There are a lot of myths around cryptocurrency, and privacy coins are no exception. Let’s discuss a few of them. This is just an intro and doesn't really discuss remote nodes / local nodes etc. See /d/Monero for more. I can also add more per request.

“Monero is a silver bullet.” Absolutely not. Please, please take a few hours to watch the Breaking Monero series linked below. This is a several-hour video series where a few developers go over all of the ways Monero can be broken. By broken, this mostly means de-anonymization of users and wallets.
“I cannot be traced if I use a privacy coin.” Heuristics apply. Linking users to wallets to transactions is much, much, MUCH harder than with Bitcoin, but not impossible. The U.S. government has already bought a contract from a company claiming to be developing an effective heuristic for many transactions on the Monero blockchain (althought it'ls likely not very effective). The Breaking Monero series details such heuristics more effectively than I can in a NSFW post.
“Bitcoin can be made just as secure as Monero with proper OpSec.” Bitcoin is fundamentally flawed from a privacy and anonymity standpoint. Monero achieves the same level of verifyability and trust in transactions as Bitcoin, while making it much harder to trace. Monero is largely considered impossible to deterministically de-anonymize right now.

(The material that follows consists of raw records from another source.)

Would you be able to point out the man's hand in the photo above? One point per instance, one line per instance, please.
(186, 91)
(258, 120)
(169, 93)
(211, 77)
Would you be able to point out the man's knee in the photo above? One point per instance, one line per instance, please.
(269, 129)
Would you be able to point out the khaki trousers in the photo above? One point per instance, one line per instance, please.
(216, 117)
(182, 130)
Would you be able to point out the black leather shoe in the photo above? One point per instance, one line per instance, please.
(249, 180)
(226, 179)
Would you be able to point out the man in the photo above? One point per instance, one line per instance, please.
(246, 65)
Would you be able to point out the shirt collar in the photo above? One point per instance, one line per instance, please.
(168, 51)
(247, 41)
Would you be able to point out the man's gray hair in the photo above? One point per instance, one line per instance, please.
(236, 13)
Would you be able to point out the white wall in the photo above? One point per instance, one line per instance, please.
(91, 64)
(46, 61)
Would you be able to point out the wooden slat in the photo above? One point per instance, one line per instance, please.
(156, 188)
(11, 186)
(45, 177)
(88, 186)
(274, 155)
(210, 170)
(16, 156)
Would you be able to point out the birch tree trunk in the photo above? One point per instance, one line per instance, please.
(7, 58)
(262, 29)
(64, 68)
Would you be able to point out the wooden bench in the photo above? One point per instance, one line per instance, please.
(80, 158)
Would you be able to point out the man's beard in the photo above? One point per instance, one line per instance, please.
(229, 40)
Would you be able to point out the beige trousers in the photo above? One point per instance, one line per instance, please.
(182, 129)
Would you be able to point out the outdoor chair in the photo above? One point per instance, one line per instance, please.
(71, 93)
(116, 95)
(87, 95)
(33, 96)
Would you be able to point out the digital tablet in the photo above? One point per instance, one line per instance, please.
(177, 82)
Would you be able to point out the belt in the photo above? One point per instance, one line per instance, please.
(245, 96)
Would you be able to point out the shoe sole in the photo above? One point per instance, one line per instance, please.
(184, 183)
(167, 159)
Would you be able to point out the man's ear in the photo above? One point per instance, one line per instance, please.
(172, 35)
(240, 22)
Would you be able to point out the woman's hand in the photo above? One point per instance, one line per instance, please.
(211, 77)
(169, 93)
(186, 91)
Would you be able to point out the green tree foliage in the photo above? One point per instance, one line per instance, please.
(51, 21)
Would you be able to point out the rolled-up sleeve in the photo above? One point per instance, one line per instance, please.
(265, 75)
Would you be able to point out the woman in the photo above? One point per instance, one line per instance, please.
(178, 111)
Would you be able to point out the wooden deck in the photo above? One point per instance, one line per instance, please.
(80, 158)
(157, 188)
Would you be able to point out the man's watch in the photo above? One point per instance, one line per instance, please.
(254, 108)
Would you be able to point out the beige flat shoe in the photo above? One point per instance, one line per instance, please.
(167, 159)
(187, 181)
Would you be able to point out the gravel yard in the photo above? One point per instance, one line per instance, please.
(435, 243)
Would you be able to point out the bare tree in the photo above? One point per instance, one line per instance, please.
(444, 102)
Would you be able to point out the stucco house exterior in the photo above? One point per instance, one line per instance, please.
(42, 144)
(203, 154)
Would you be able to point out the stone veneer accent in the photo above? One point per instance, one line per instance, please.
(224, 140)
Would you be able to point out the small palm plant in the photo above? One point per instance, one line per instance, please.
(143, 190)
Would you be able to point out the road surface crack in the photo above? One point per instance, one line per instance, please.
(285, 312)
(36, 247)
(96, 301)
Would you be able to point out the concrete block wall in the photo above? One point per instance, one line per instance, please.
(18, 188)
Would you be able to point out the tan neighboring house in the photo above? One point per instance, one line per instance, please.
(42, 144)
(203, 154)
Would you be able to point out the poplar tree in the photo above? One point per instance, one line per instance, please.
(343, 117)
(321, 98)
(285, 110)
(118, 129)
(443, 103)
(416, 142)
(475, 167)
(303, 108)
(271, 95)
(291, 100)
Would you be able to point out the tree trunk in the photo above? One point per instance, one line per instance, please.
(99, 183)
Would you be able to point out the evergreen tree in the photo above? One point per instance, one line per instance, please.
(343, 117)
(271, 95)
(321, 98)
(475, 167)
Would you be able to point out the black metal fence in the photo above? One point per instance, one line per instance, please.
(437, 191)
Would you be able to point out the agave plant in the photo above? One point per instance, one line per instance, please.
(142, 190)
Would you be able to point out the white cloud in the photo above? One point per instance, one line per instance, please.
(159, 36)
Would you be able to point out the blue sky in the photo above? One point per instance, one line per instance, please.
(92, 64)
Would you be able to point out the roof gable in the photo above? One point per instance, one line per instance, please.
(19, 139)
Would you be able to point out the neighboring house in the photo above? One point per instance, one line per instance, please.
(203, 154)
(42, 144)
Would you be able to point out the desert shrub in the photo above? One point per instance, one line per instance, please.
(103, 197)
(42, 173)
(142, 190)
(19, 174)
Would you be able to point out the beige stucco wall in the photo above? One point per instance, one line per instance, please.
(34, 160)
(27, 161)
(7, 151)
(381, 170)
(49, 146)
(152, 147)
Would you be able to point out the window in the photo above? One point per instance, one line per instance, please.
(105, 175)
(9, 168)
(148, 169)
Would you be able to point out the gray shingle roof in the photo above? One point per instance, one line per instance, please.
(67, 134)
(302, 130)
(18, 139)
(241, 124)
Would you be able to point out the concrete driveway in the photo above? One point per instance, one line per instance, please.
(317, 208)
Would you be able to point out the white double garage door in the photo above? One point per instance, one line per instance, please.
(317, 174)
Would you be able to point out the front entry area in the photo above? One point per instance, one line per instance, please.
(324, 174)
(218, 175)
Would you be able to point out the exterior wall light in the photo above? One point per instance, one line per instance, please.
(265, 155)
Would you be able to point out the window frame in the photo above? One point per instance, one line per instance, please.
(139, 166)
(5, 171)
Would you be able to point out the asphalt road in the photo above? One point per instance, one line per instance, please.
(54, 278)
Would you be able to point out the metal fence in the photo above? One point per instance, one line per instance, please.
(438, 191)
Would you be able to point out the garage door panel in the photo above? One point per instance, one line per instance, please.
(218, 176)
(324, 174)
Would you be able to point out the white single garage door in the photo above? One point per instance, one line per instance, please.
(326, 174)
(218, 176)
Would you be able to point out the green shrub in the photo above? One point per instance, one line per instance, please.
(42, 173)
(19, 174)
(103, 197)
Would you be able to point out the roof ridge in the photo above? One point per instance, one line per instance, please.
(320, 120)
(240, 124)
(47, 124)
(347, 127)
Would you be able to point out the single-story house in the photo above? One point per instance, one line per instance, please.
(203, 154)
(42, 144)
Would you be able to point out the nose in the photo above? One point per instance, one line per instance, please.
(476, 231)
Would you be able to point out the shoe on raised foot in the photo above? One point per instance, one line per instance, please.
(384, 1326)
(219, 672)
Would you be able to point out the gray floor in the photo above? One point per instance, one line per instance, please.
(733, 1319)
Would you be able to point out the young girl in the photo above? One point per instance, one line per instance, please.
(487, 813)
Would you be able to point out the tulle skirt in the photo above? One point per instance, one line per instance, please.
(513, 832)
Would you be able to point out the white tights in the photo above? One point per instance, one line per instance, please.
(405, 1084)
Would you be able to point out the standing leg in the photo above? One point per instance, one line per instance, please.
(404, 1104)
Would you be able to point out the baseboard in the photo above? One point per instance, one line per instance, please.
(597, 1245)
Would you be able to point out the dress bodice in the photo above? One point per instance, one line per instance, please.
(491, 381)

For some closing points, I’d just like to argue that there is no reason not to use privacy tokens such as Monero to improve your OpSec dramatically. Make your transactions harder to trace, make your accounts harder to de-anonymize. Furthermore, Monero is a LOT cheaper than Bitcoin. The average BTC transaction fee is around 5 USD right now. Monero’s is fractions of a cent.

This is just a brief introduction to privacy tokens, and how one like Monero can better protect you than other options. Even on BTC only markets, it’s easy enough to convert to and from XMR that it makes a great “chain-breaker” for your transactions. For more info on converting, see the Bible and the DARKWEB NSFW guide.

Breaking Monero⚠️

Other references and helpful links:

List of non-KYC exchanges: https://kycnot.me/
Monero main site: https://www.getmonero.org/
Extremely broad overview of cryptocurrency: https://www.marketwatch.com/story/c...s-your-cryptocurrency-crash-course-2018-01-31
Search "Zero to Monero Second Edition" for implementation details.
Why privacy matters, and why "I have nothing to hide" is a terrible excuse: https://www.hiddendominion.com/why-are-privacy-rights-important/



Feel free to ask questions! I've been in the crypto scene for about 10 years now on and off, and have seen the rise and fall of many currencies. Monero seems to be here to stay.

Edit: Someone requested articles etc. on data harvesting, surveillance, etc. So, I figured I'd look around a bit and post a couple. Links are not allowed, so I'm just going to post references.

1. "Surveillance capitalism and the data harvesting that rules our lives" -The Canary. This comments on a documentary published about surveillance capitalism. I have not seen the documentary but the comments alone are relevant.
2. "The Case for Electronic Cash" by Jerry Brito argues about the necessity of private peer-to-peer transactions in the future as a means of preventing a surveillance economy. Monero fulfils many of his qualifications of "electronic cash."
3. The situation in China with the Uyghurs might be one of the easiest to grasp examples of a surveillance economy. There are a lot of articles I've seen and none cover this topic as well as they could in my opinion. I suggest you look around yourself to get the big picture.

I did not have these sitting around, and did some simple searches and selected the ones that had relevant info. There are more resources and better resources than everything listed above. Please do your own research.